The film knits together three tales, all set in a sumptuous, sun-drenched 16th-century Spain. But while traditional fairy tales tend to explore the challenges of adolescence, this trilogy mostly focuses on grown ups who should know better than to wish for things they really shouldn't have – with the high price for their desires often paid by others around them.

Salma Hayek in Tale of Tales

The first story is the weakest, and fits the pattern least. Salma Hayek's queen longs for a child (hardly an unreasonable wish) and is prepared to go to any lengths to get one. Her tale is the most tedious and features the least convincing performances, but it does include a marvellous sea monster that looks as if it's swum straight from a 15th-century mappa mundi, so kudos for that.

The second is a cautionary tale that warns of the dangers of unbridled lust and the desperate quest for youth and beauty. It stars Vincent Cassel as a lecherous king, Stacy Martin as his enchanted bride and the ever-wonderful Shirley Henderson as the aged sister the bride has left behind, and who yearns to be young again not for romance or vanity but because she is lonely. Hers is the most human story, and Henderson's delicate, bewildered performance wrings every ounce of pathos from the situation.

In the third tale, Toby Jones's king wishes his daughter could stay with him forever. (He also wishes for a giant flea as a pet, but that's almost by the by, even if the scenes with 'Scoochy' are some of the most enjoyable in the film.) He therefore sets a fiendish riddle to be solved by any potential suitor – only to end up handing over his precious child to an uncouth, grunting ogre (Guillaume Delaunay) who manages to guess correctly. Oops.

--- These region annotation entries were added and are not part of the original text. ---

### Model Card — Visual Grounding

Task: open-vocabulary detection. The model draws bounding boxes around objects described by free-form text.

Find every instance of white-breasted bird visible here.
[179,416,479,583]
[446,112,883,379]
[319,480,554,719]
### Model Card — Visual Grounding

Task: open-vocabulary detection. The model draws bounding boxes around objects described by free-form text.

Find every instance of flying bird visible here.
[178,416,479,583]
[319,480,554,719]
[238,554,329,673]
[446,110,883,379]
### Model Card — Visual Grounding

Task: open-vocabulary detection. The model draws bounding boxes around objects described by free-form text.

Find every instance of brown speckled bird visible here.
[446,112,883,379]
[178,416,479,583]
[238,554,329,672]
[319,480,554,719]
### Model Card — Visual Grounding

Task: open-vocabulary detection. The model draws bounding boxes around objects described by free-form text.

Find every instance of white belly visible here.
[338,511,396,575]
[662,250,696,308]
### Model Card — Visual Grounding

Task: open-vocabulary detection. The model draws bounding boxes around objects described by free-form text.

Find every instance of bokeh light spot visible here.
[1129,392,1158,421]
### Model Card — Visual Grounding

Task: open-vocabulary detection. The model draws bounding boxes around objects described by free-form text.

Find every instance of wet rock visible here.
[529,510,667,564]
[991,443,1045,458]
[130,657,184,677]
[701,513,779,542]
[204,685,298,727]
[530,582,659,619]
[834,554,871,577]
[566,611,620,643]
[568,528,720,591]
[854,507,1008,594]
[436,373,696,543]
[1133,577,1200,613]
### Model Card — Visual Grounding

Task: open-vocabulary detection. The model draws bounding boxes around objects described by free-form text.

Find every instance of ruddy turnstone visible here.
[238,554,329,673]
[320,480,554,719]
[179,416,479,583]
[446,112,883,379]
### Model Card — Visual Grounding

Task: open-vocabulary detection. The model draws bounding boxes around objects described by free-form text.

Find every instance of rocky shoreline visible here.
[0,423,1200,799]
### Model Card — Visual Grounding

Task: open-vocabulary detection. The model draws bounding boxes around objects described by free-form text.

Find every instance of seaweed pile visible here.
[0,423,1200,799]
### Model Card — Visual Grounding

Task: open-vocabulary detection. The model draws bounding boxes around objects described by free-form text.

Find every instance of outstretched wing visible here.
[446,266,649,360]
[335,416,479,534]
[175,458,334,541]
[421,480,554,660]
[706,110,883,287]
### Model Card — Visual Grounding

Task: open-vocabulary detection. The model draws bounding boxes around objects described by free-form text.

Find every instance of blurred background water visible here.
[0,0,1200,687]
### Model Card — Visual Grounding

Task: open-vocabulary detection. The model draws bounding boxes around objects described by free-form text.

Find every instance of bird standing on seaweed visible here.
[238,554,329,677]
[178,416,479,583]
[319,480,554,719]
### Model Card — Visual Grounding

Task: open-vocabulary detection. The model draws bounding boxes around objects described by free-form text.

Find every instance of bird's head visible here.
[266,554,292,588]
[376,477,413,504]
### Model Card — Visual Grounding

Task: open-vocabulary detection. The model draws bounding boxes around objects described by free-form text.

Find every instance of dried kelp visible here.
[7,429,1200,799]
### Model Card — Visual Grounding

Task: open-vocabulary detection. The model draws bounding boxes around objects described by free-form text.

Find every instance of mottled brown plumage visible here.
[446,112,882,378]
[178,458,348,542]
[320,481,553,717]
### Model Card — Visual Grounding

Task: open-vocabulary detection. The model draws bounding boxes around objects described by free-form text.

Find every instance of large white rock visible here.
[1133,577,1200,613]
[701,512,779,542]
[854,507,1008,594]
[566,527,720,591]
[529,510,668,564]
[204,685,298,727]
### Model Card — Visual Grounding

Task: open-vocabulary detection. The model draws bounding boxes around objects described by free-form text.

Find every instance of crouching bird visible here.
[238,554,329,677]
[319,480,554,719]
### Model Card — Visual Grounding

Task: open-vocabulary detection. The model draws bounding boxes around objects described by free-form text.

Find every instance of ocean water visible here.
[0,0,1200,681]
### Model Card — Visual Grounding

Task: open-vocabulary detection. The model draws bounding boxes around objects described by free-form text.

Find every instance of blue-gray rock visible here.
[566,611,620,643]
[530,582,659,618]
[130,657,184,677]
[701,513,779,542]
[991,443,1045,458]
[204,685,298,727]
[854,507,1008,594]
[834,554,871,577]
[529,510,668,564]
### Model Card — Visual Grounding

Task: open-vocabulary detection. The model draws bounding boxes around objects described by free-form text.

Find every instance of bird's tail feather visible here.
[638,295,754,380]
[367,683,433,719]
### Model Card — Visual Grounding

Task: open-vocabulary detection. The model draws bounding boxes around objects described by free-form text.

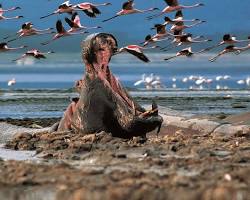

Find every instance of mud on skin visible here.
[58,33,163,138]
[0,117,250,200]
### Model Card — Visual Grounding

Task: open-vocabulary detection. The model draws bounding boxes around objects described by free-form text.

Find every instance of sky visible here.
[0,0,250,50]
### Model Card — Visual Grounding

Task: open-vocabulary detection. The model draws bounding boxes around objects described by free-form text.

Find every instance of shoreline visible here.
[0,113,250,200]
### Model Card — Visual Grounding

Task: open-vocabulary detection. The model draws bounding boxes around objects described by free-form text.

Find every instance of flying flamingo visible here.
[170,21,206,32]
[12,49,54,61]
[164,47,206,60]
[4,22,54,42]
[40,1,74,19]
[41,20,88,45]
[147,0,204,19]
[0,4,23,20]
[141,35,169,47]
[161,33,212,51]
[0,4,21,14]
[7,78,16,86]
[65,12,102,33]
[102,0,159,22]
[73,2,111,17]
[115,45,158,62]
[148,24,180,40]
[163,10,201,25]
[209,45,250,62]
[204,34,250,50]
[0,42,27,53]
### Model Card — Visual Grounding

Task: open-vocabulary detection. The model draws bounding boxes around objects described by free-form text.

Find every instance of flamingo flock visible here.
[0,0,250,88]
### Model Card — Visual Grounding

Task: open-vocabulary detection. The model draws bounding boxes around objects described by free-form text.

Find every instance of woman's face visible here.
[95,38,115,68]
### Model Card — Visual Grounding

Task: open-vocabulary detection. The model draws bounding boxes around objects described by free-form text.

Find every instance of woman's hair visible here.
[82,33,118,64]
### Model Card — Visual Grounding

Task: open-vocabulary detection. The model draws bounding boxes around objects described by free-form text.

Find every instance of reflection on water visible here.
[0,54,250,118]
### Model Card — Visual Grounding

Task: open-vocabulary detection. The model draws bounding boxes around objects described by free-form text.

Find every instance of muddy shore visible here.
[0,115,250,200]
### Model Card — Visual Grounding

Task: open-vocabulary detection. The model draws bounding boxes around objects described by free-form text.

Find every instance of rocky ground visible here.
[0,115,250,200]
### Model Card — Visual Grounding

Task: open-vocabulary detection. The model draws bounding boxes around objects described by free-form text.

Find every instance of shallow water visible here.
[0,145,38,160]
[0,53,250,118]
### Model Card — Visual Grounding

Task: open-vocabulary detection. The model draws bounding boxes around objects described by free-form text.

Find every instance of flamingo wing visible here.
[56,20,66,33]
[164,0,178,6]
[126,48,150,62]
[35,53,46,59]
[122,0,134,10]
[64,17,75,28]
[0,42,7,49]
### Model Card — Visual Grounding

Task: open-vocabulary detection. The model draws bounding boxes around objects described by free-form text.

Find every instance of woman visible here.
[58,33,162,138]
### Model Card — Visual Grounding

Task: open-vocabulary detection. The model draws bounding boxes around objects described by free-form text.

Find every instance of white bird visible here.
[195,79,205,85]
[8,78,16,86]
[65,12,101,33]
[215,76,223,81]
[134,74,146,86]
[147,0,204,20]
[246,77,250,86]
[237,80,245,85]
[223,75,231,80]
[182,77,188,83]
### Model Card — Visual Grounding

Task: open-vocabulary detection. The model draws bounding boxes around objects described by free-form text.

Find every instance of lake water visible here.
[0,53,250,118]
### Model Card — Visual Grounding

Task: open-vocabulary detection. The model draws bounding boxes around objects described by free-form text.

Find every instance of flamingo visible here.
[170,21,206,32]
[147,0,204,20]
[73,2,111,17]
[115,45,158,62]
[163,10,201,25]
[209,45,250,62]
[140,34,169,47]
[134,74,146,86]
[164,47,206,60]
[4,22,54,42]
[7,78,16,86]
[65,12,102,33]
[41,20,88,45]
[204,34,250,50]
[161,32,212,51]
[12,49,54,61]
[40,1,74,19]
[0,42,27,53]
[102,0,159,22]
[0,4,21,14]
[151,76,166,89]
[161,31,212,51]
[0,8,23,20]
[151,24,181,40]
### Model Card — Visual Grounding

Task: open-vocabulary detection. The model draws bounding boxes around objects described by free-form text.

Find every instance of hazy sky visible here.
[0,0,250,50]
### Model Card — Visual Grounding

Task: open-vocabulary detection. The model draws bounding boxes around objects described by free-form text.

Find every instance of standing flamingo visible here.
[40,1,74,19]
[73,2,111,17]
[115,45,158,62]
[41,20,88,45]
[147,0,204,19]
[12,49,54,61]
[65,12,102,33]
[4,22,54,42]
[102,0,159,22]
[0,42,27,53]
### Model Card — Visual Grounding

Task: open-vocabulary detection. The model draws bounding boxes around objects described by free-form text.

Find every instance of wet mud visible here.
[0,119,250,200]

Toby Jones in Tale of Tales

Swathed in luscious silks and velvet and dripping with jewels and blood, Tale of Tales is a vivid visual and visceral feast. Yes, it's all pretty silly and shallow, with only Henderson and Jones presenting fully rounded characters we can empathise with; the rest of the action weaves itself around them into a gorgeous, gory tapestry that satisfies the senses but not the soul. Definitely a triumph of style over substance – but a triumph none the less.